The stock market as measured by SPY has now more or less filled the gap set when it collapsed last September and October. It has outperformed the long T-bond this year by a massive amount. Its long-term chart is churning. Bloomberg has a headline today that CEO confidence has reached a 5-year high. The ECRI growth rate of its economic indicators has reached a new record (reflecting the bungee jump moves up and down in these indicators), and in most weeks it refers to improvement in the housing market as the main mover.

Yet now we see increasing evidence that the housing market is being kept alive by FHA making loans by the bucketful with limited care being given to each loan, even though they are more or less free of a significant down-payment, with increasing default rates. Bubble financing redux. With mortgage rates rock-bottom and the dollar down, can things look better in housing land? Yes they can, but probably only in the high end, where there are no government subsidies and where it would appear that sellers are continuing to ask too much.

I wrote this winter that panic was not appropriate, the world was still turning, and the economy was continuing to fill the basic needs of the populace. What remains still lacking is transparency on our financial situation. The large financial institutions are faith-based. For publicly-traded companies to be completely opaque as to what assets they own is unfair.

Businesses are still not doing much hiring, though layoffs have decreased. Corporate profits are rebounding, which makes sense given that the Feds have to put the $1.8 T deficit to work. Call it privatizing the profits and socializing the costs. The earnings from above-normal deficit spending get a P/E of about one in my world.

Stocks are normally valued by the asset values of the companies, financial strength, dividend-paying capability, takeover value, and also by earnings.
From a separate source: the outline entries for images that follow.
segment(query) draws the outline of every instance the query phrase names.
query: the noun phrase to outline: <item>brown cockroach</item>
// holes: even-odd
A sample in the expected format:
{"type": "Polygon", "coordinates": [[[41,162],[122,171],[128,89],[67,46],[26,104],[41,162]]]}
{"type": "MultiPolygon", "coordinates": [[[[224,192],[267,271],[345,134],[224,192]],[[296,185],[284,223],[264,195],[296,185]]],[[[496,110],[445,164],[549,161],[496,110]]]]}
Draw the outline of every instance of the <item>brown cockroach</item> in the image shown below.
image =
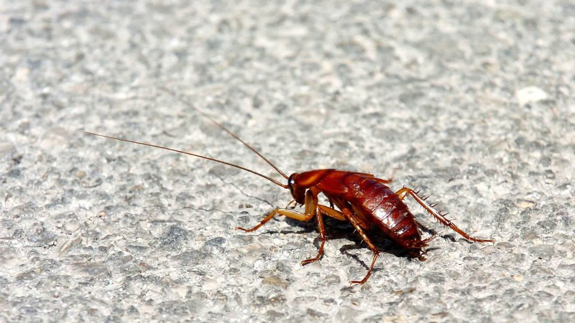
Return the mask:
{"type": "Polygon", "coordinates": [[[320,233],[319,238],[321,243],[316,256],[301,262],[302,266],[319,260],[323,255],[324,245],[327,240],[325,236],[323,216],[350,222],[359,233],[363,241],[367,244],[367,247],[373,252],[371,264],[365,276],[361,280],[350,282],[352,284],[363,284],[367,281],[373,270],[375,260],[377,259],[377,257],[379,255],[379,251],[366,234],[366,230],[373,225],[381,230],[384,236],[407,249],[411,256],[418,258],[421,261],[424,261],[425,258],[424,255],[425,252],[423,250],[423,248],[428,245],[428,242],[435,239],[437,234],[422,240],[420,225],[416,221],[415,217],[409,212],[407,206],[403,202],[404,198],[408,195],[439,222],[446,226],[450,228],[465,239],[481,243],[494,242],[493,240],[480,239],[466,233],[445,217],[447,213],[442,214],[436,210],[434,208],[435,205],[428,203],[425,201],[427,198],[420,196],[418,194],[419,192],[408,187],[403,187],[397,192],[394,192],[386,185],[386,184],[392,182],[393,179],[382,179],[377,178],[370,174],[340,171],[334,169],[314,170],[300,173],[293,173],[288,176],[271,162],[240,139],[235,133],[224,127],[221,123],[218,122],[205,113],[198,110],[191,103],[183,99],[173,91],[163,87],[160,89],[171,94],[183,104],[202,114],[232,137],[239,140],[287,179],[288,184],[282,184],[270,177],[252,170],[214,158],[145,143],[98,134],[91,132],[86,132],[86,133],[161,148],[216,162],[248,171],[263,177],[284,189],[289,189],[293,200],[288,206],[289,206],[295,202],[296,204],[305,206],[305,210],[304,212],[298,212],[292,209],[288,209],[287,206],[285,209],[278,208],[272,211],[257,225],[251,229],[244,229],[240,227],[236,229],[246,232],[252,232],[259,229],[275,216],[285,216],[302,221],[308,221],[315,218],[317,222],[317,228],[320,233]],[[324,195],[327,198],[330,204],[329,206],[323,205],[318,202],[317,196],[320,193],[323,193],[324,195]],[[334,209],[334,205],[336,206],[339,210],[334,209]]]}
The same magical thinking that allows a new President who is a war President to date and has ended no war, solved no Middle East conflict, brought no peace to any part of Africa etc. to be deemed worthy of the Nobel Peace Prize is used to justify stock prices by talking only about P/E's, even if the earnings derive from no tangible asset base.
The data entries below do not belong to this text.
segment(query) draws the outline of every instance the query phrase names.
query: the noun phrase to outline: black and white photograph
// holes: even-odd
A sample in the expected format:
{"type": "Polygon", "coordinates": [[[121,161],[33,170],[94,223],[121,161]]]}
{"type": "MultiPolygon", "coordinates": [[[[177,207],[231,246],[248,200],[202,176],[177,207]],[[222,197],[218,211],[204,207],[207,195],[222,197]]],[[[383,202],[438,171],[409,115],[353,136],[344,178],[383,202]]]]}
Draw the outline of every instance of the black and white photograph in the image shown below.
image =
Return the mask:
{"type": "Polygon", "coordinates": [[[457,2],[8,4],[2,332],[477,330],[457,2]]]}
The sense here is that Treasuries are so hated and too many people missed the breakout in gold (if they care about gold at all) to provide a strong feeling that their bull markets have ended, though for me Treasuries are primarily trading vehicles given that we are probably in an up part of the economic cycle that has been discounted and perhaps then some by equities and given the extraordinary efforts of the government to sell debt to benefit private companies and some individuals.

Until common stocks have better valuations not only regarding P/E's but re dividends and price to tangible equity, they remain subject to large moves down. It was valuation and not earnings that broke the falls in stock prices in 1932-3 and in the early 1980s and that allowed the massive bull market from 1942-65 despite 5 recessions in that time. The stock market rally since March has now moved toward (but not to) the upper part of its long-term inflation-adjusted trading range, which uptrend itself is not guaranteed to continue. When McDonald's stock goes absolutely nowhere despite an earnings yield of about 7%, a current dividend yield of about 4%, record earnings, rising earnings estimates for 2009 and 2010, and has tremendous international diversification, but Macy's with negligible tangible book value and highly variable and uncertain earnings has tripled in only 7 months, market risk appears very high.

CIT quadrupled from its August low, and has been cut in half in only 10 days on no real fundamental news. I like the risk-reward in well-timed purchases (and sales) of Treasuries, gold and MCD much better than the kind of speculation that ownership in Macy's (M) represents, and I don't give a second's thought to the investment merits of CIT or AIG. That said, any market can go anywhere, especially a low-volume one. So, shorting this market is also quite risky.

The above is a lengthy way of saying that a pause that, should it occur, I hope refreshes has a good chance of being close at hand for the stock averages.